Beleaguered Internet health network Drkoop.com, Inc. (Nasdaq: KOOP) announced a $20 million (US$) cash infusion and the appointment of new management Tuesday, just as it was disclosed that the company is under scrutiny from the U.S. Securities and Exchange Commission (SEC).
Drkoop.com acknowledged that it has been hit with several class action lawsuits alleging violations of federal securities laws.
“The SEC is investigating the circumstances surrounding the allegations in the litigations,” the company stated in its most recent earnings report, “and asking that the Company voluntarily provide information regarding such events and circumstances.”
The company stated it is looking into whether action should be taken “for alleged breaches of fiduciary duty and other matters against certain present and prior directors and officers in a stockholders derivative action.”

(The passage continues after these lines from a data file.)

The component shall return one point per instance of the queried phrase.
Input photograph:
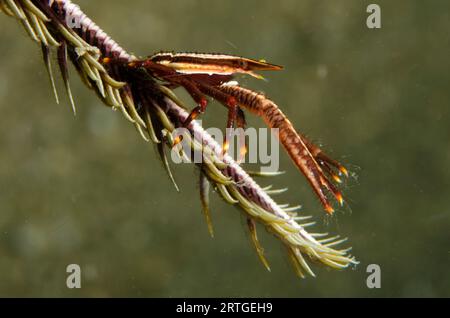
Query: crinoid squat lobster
(141, 88)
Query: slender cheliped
(142, 89)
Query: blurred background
(89, 191)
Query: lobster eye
(243, 64)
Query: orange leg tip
(203, 102)
(231, 101)
(340, 198)
(343, 170)
(329, 209)
(177, 140)
(337, 179)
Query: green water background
(88, 190)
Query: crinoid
(141, 88)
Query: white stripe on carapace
(197, 63)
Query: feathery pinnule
(156, 112)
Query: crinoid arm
(144, 97)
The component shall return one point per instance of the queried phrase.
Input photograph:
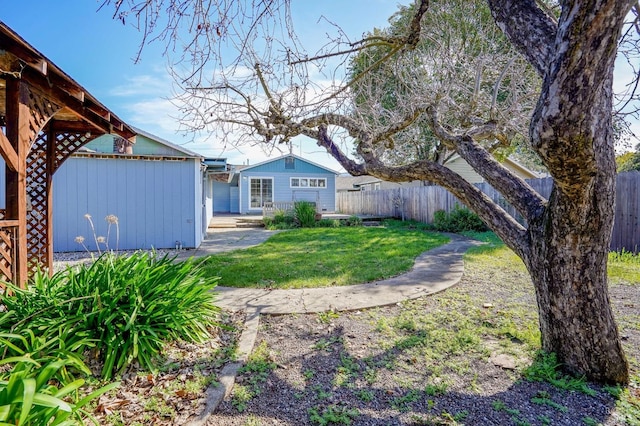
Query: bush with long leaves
(36, 384)
(125, 308)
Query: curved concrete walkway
(433, 271)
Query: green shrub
(38, 389)
(305, 214)
(280, 220)
(126, 307)
(328, 223)
(458, 220)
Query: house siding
(157, 202)
(221, 197)
(282, 190)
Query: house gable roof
(274, 160)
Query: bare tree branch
(531, 29)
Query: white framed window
(304, 182)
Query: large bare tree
(271, 90)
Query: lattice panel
(37, 188)
(7, 253)
(68, 143)
(38, 238)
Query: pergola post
(17, 132)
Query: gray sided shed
(158, 192)
(287, 178)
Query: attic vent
(122, 146)
(290, 163)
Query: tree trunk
(571, 130)
(568, 266)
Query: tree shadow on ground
(340, 378)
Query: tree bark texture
(572, 132)
(565, 245)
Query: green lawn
(321, 257)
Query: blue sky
(97, 52)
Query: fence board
(421, 203)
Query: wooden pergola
(45, 116)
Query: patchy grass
(432, 361)
(323, 257)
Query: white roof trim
(166, 142)
(285, 156)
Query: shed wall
(157, 202)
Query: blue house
(157, 190)
(246, 189)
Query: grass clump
(123, 309)
(41, 385)
(322, 257)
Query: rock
(503, 361)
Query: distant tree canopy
(463, 64)
(629, 161)
(441, 79)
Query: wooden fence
(420, 203)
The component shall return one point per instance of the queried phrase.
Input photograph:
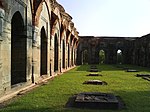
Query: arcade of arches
(114, 50)
(37, 40)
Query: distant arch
(18, 50)
(102, 56)
(85, 56)
(44, 49)
(119, 56)
(55, 53)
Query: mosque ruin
(38, 40)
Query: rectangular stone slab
(97, 101)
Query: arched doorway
(101, 56)
(68, 56)
(44, 49)
(85, 57)
(63, 54)
(55, 53)
(119, 56)
(18, 50)
(72, 56)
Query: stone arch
(63, 54)
(18, 50)
(56, 50)
(68, 55)
(102, 56)
(38, 9)
(84, 54)
(119, 56)
(43, 53)
(72, 52)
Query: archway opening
(85, 57)
(63, 54)
(102, 57)
(68, 56)
(43, 63)
(55, 53)
(72, 57)
(119, 56)
(18, 50)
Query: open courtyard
(53, 95)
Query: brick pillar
(34, 49)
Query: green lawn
(52, 97)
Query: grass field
(52, 97)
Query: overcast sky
(128, 18)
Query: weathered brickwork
(135, 50)
(37, 39)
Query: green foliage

Drkoop.com said the letter from the SEC regional office “states that the SEC’s request for information should not be construed as an indication by the SEC that any violation of the federal securities laws has occurred.”
With respect to the class actions, the company said, “We believe that the claims asserted in the lawsuits we are aware of are without merit and [we] intend to defend these litigations vigorously.”
Pain in the Pocketbook
Drkoop.com said Monday that its second quarter losses widened to $40.6 million. In response, it has been implementing aggressive cost-cutting measures, which include the renegotiations of portal agreements, a substantial reduction in the company’s workforce, and a reduction in its advertising expenses.

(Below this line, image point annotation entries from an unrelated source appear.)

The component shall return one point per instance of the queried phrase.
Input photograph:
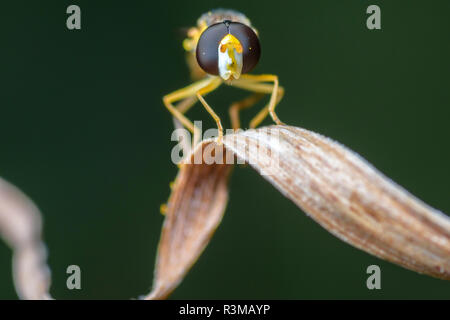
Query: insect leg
(256, 83)
(215, 83)
(189, 91)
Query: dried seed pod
(332, 184)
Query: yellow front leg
(256, 83)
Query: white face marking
(229, 62)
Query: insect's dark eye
(208, 44)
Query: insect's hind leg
(256, 83)
(185, 93)
(214, 84)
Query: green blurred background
(84, 133)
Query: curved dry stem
(21, 228)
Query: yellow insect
(223, 48)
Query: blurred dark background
(84, 133)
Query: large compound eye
(250, 45)
(208, 44)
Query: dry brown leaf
(333, 185)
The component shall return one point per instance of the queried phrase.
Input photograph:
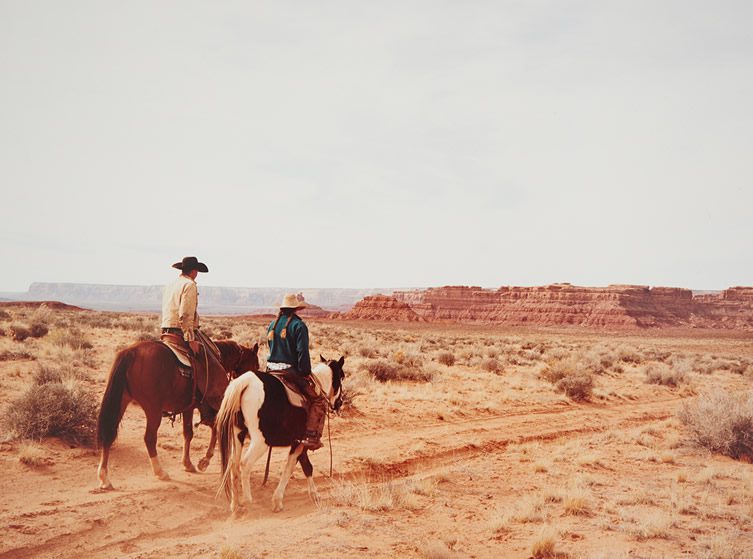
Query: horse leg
(187, 436)
(235, 471)
(204, 462)
(102, 470)
(287, 471)
(153, 420)
(308, 471)
(254, 451)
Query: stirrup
(311, 443)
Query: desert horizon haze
(416, 143)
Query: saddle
(295, 398)
(179, 349)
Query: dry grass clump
(661, 373)
(721, 422)
(544, 546)
(384, 371)
(446, 358)
(492, 365)
(72, 337)
(571, 376)
(54, 409)
(378, 496)
(436, 549)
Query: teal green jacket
(294, 348)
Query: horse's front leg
(287, 471)
(308, 471)
(204, 462)
(153, 420)
(187, 437)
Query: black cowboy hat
(190, 263)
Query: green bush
(55, 409)
(384, 371)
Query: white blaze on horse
(256, 404)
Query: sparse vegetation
(54, 409)
(721, 422)
(384, 371)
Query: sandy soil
(472, 464)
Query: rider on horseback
(288, 338)
(180, 301)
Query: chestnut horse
(147, 373)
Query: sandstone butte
(615, 306)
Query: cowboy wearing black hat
(180, 301)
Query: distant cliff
(231, 300)
(615, 306)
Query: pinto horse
(147, 373)
(256, 403)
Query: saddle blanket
(295, 398)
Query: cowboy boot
(316, 413)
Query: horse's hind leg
(187, 436)
(153, 420)
(279, 493)
(254, 451)
(102, 470)
(308, 471)
(204, 462)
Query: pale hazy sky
(356, 144)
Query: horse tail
(109, 412)
(224, 423)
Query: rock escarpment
(381, 307)
(614, 306)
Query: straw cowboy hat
(291, 301)
(190, 263)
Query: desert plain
(455, 441)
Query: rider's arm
(187, 311)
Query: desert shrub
(15, 356)
(446, 358)
(147, 337)
(54, 409)
(721, 422)
(576, 387)
(408, 358)
(384, 371)
(46, 375)
(41, 315)
(492, 365)
(38, 330)
(367, 351)
(661, 373)
(72, 337)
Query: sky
(377, 144)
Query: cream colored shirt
(179, 306)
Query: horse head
(336, 394)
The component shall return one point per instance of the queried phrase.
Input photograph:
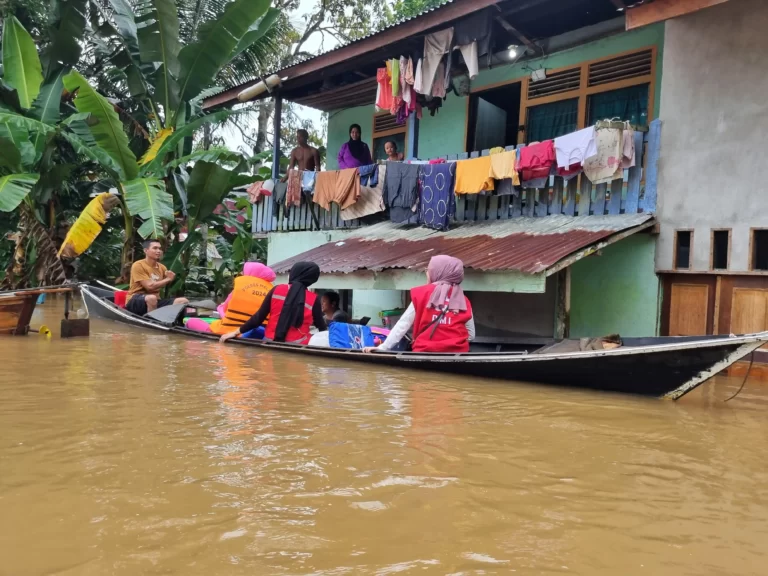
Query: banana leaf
(147, 199)
(202, 60)
(21, 64)
(208, 185)
(88, 225)
(159, 43)
(108, 131)
(14, 188)
(66, 39)
(170, 143)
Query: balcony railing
(635, 193)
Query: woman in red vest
(439, 312)
(291, 308)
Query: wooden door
(688, 310)
(749, 311)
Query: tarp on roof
(526, 245)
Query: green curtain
(626, 104)
(549, 121)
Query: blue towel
(348, 336)
(369, 175)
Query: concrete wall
(714, 111)
(445, 133)
(509, 314)
(617, 291)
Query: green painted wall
(338, 130)
(617, 292)
(444, 133)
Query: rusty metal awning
(524, 245)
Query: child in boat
(245, 299)
(291, 309)
(439, 312)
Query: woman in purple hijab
(354, 153)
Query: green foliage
(22, 70)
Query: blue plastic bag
(347, 336)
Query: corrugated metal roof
(529, 245)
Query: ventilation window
(624, 67)
(759, 249)
(556, 83)
(385, 122)
(683, 240)
(721, 240)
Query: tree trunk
(265, 113)
(126, 258)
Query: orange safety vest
(295, 335)
(247, 297)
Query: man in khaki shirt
(148, 277)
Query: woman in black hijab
(354, 153)
(291, 308)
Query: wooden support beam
(660, 10)
(514, 31)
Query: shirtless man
(304, 156)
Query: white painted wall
(714, 109)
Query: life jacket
(450, 332)
(247, 297)
(294, 335)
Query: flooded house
(659, 248)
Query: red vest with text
(450, 333)
(295, 335)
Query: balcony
(635, 193)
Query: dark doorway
(494, 118)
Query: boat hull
(661, 367)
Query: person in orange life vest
(291, 309)
(246, 297)
(439, 312)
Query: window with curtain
(626, 104)
(548, 121)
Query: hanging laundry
(574, 148)
(401, 192)
(281, 188)
(472, 176)
(340, 186)
(605, 165)
(371, 200)
(293, 193)
(438, 202)
(436, 45)
(417, 78)
(395, 76)
(503, 166)
(308, 181)
(384, 94)
(409, 72)
(369, 175)
(536, 161)
(405, 92)
(254, 192)
(628, 149)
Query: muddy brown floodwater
(143, 454)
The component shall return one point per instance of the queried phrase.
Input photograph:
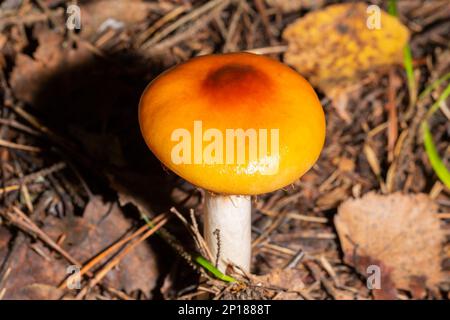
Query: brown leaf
(28, 268)
(102, 225)
(400, 231)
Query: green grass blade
(407, 59)
(216, 272)
(438, 102)
(436, 162)
(434, 85)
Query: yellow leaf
(336, 46)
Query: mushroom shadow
(94, 105)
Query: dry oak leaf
(334, 47)
(400, 231)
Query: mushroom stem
(231, 216)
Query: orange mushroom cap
(190, 118)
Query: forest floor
(77, 183)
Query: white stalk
(231, 215)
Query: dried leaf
(402, 232)
(28, 268)
(334, 47)
(102, 225)
(287, 6)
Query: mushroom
(236, 125)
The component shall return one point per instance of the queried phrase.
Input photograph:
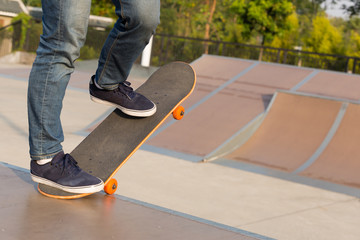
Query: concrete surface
(241, 199)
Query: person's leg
(64, 31)
(137, 21)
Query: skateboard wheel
(179, 112)
(111, 186)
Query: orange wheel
(179, 112)
(111, 186)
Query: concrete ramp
(340, 160)
(25, 214)
(307, 135)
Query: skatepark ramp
(304, 134)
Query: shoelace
(69, 164)
(126, 89)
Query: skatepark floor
(159, 196)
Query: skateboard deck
(104, 151)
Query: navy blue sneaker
(123, 98)
(64, 173)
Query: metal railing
(167, 48)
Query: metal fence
(167, 48)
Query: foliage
(268, 18)
(324, 38)
(25, 24)
(353, 9)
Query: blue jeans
(64, 30)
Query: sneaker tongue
(70, 164)
(126, 89)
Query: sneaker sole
(130, 112)
(85, 189)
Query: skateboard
(107, 148)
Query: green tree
(267, 18)
(353, 9)
(289, 38)
(324, 37)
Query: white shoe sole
(84, 189)
(130, 112)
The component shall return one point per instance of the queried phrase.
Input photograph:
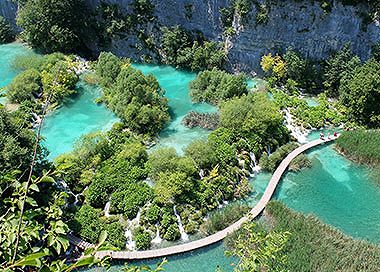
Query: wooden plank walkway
(257, 210)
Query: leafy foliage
(361, 145)
(260, 250)
(181, 49)
(360, 93)
(54, 25)
(338, 66)
(6, 32)
(214, 86)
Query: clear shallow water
(78, 116)
(176, 86)
(336, 190)
(203, 260)
(8, 52)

The embattled company told the SEC that it filed its second quarter results late because “efforts to pursue significant corporate transactions placed significant demands on our financial staff.”
Such efforts apparently resulted in Tuesday’s announcement of the receipt of $20 million in equity financing, a new management team and a reconfigured board.

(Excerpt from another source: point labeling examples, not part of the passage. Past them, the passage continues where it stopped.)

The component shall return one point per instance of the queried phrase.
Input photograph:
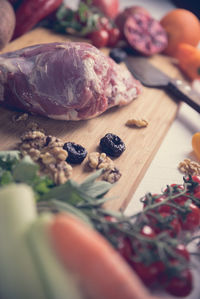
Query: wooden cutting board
(141, 144)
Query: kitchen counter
(176, 145)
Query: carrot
(101, 271)
(189, 60)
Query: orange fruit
(182, 26)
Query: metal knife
(151, 76)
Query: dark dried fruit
(145, 34)
(118, 55)
(76, 152)
(112, 145)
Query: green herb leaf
(8, 159)
(65, 207)
(25, 171)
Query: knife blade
(152, 77)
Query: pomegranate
(144, 34)
(128, 11)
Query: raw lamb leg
(67, 81)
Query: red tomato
(191, 220)
(114, 37)
(148, 231)
(148, 273)
(99, 38)
(182, 250)
(110, 8)
(180, 286)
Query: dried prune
(118, 55)
(76, 152)
(112, 145)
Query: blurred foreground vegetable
(189, 60)
(196, 144)
(7, 22)
(52, 256)
(153, 242)
(31, 12)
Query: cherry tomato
(197, 195)
(182, 250)
(114, 37)
(181, 285)
(159, 199)
(148, 231)
(99, 38)
(191, 220)
(148, 273)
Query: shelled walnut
(48, 152)
(101, 160)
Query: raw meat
(67, 81)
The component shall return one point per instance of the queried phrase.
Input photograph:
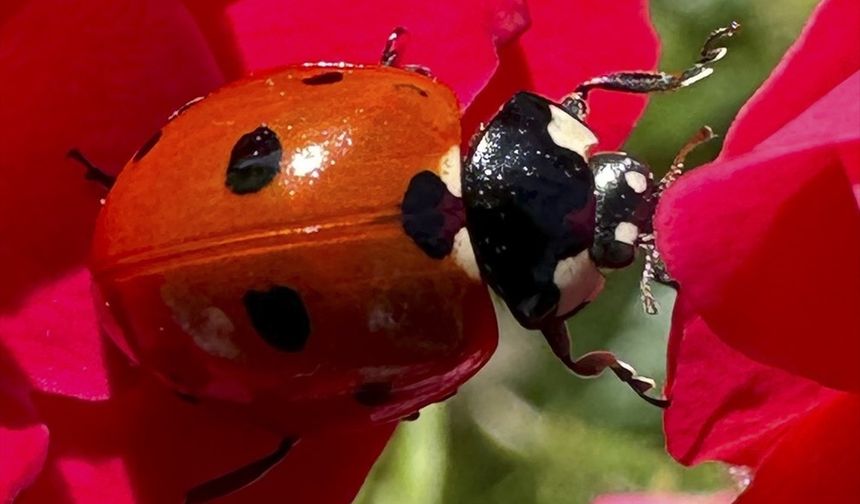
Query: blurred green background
(525, 430)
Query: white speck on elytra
(450, 171)
(636, 181)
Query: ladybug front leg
(649, 82)
(93, 172)
(593, 364)
(655, 269)
(240, 478)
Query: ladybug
(311, 244)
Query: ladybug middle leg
(593, 364)
(655, 269)
(93, 173)
(241, 477)
(649, 82)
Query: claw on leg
(594, 363)
(704, 134)
(655, 269)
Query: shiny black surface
(618, 203)
(529, 203)
(431, 214)
(254, 161)
(279, 316)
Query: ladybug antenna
(655, 269)
(649, 82)
(240, 478)
(93, 172)
(390, 54)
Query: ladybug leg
(705, 134)
(93, 172)
(240, 478)
(649, 82)
(593, 364)
(390, 54)
(655, 269)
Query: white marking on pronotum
(626, 232)
(636, 181)
(569, 133)
(464, 255)
(578, 280)
(604, 177)
(449, 171)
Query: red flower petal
(724, 405)
(455, 39)
(104, 89)
(23, 440)
(817, 461)
(570, 42)
(55, 339)
(145, 445)
(765, 245)
(824, 55)
(22, 455)
(323, 467)
(665, 498)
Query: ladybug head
(625, 202)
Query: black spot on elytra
(279, 317)
(147, 146)
(431, 214)
(414, 88)
(323, 78)
(373, 393)
(254, 161)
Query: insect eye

The cash infusion comes from a group that includes Prime Ventures, Inc., JF Shea Ventures, Cramer-Rosenthal-McGlynn, Inc. and RMC Capital.
The new management team and its investor group have invested $3.5 million as part of the new financing, which was offered solely to accredited investors in a private placement of convertible preferred stock. The total could be increased to as much as $27.5 million if outstanding overallotment options with identified investors are exercised.
In conjunction with the financing, the company has appointed three new executives. Imall founder and former Excite@Home vice president Richard M. Rosenblatt has been installed as Chief Executive Officer, replacing Drkoop co-founder Donald Hackett. Edward A. Cespedes was named President, and Stephen Plutsky Chief Financial Officer.
Hackett will remain on the board, but the new investors will take control of the board with four new appointments.
The incoming management team currently leads Prime Ventures, a venture capital fund investing primarily in technology and Internet companies.
Rosenblatt, who sold iMall to Excite in 1998, founded the fund in March.